A diesel subsidy at the pump seemed to be the easiest mechanism but by then it was too late as Jacinda Ardern had already announced two days earlier that the savings would be made through RUCs.
“It was a relatively short period of time, but it was longer than 24 hours.” – Transport Minister Michael Wood
Ardern told Newsroom on Wednesday that Cabinet had been thinking about making the changes “for some time’’.
“In order to make decisions we have to have advice from officials then it’s a matter of making the decision and then implementation,’’ she said.
Ardern said making that decision at Cabinet would have required “quite a bit of background work in the first place’’ but it is unclear if that work predated the 3pm email to senior managers the day before.
Wood told Newsroom it was identified early on that RUCs would be more complicated to discount.
“So we were eyes wide open about that and we then set-up that further work, which I know you paid close attention to,’’ Wood said.

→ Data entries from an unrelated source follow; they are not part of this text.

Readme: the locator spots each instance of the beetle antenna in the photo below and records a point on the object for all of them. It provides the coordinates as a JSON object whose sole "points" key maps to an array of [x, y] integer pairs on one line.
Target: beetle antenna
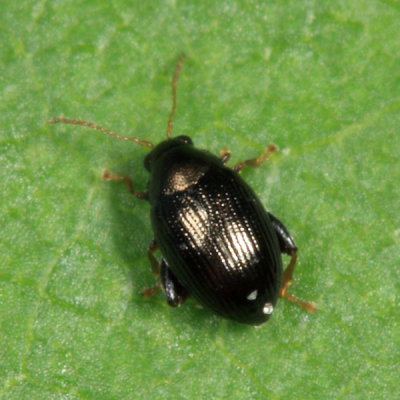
{"points": [[91, 125], [173, 87]]}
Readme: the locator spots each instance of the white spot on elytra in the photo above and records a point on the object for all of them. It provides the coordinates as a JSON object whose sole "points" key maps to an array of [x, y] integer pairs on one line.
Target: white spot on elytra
{"points": [[252, 295], [268, 308]]}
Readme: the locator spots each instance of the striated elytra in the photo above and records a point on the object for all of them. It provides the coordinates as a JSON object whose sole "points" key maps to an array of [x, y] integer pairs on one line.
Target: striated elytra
{"points": [[218, 243]]}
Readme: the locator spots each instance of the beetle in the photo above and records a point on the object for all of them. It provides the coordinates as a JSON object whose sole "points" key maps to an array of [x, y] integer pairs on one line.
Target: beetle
{"points": [[218, 243]]}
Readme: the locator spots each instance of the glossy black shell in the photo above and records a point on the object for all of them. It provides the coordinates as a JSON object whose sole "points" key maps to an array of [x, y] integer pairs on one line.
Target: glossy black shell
{"points": [[213, 232]]}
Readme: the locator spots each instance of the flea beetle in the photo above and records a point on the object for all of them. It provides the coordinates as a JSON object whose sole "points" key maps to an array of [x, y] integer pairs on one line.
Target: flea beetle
{"points": [[218, 243]]}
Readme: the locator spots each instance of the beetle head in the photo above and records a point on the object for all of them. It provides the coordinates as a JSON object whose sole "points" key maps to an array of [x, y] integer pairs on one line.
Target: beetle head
{"points": [[165, 146]]}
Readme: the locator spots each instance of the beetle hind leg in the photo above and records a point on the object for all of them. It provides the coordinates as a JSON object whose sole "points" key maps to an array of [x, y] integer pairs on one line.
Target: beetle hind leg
{"points": [[174, 292], [287, 246]]}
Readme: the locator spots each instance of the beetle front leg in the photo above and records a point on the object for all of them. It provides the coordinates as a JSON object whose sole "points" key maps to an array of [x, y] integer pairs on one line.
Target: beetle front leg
{"points": [[287, 246], [108, 176], [256, 162], [175, 293], [224, 155]]}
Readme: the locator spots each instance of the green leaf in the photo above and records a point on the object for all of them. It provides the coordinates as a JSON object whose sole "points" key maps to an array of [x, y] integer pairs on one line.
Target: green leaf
{"points": [[320, 80]]}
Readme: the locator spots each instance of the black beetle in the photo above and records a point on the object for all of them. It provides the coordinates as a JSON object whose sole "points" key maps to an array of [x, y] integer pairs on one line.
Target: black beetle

“We were responding to a situation that was evolving very quickly in terms of the pressures that people were facing with petrol prices, so I don’t make any apology for the fact the Government responded quickly to that, and I thank officials for really turning it around pretty quickly.’’
Asked by Newsroom if this was good Government policy, not policy on the hoof, Wood said Cabinet had the information needed to make “a good decision’’.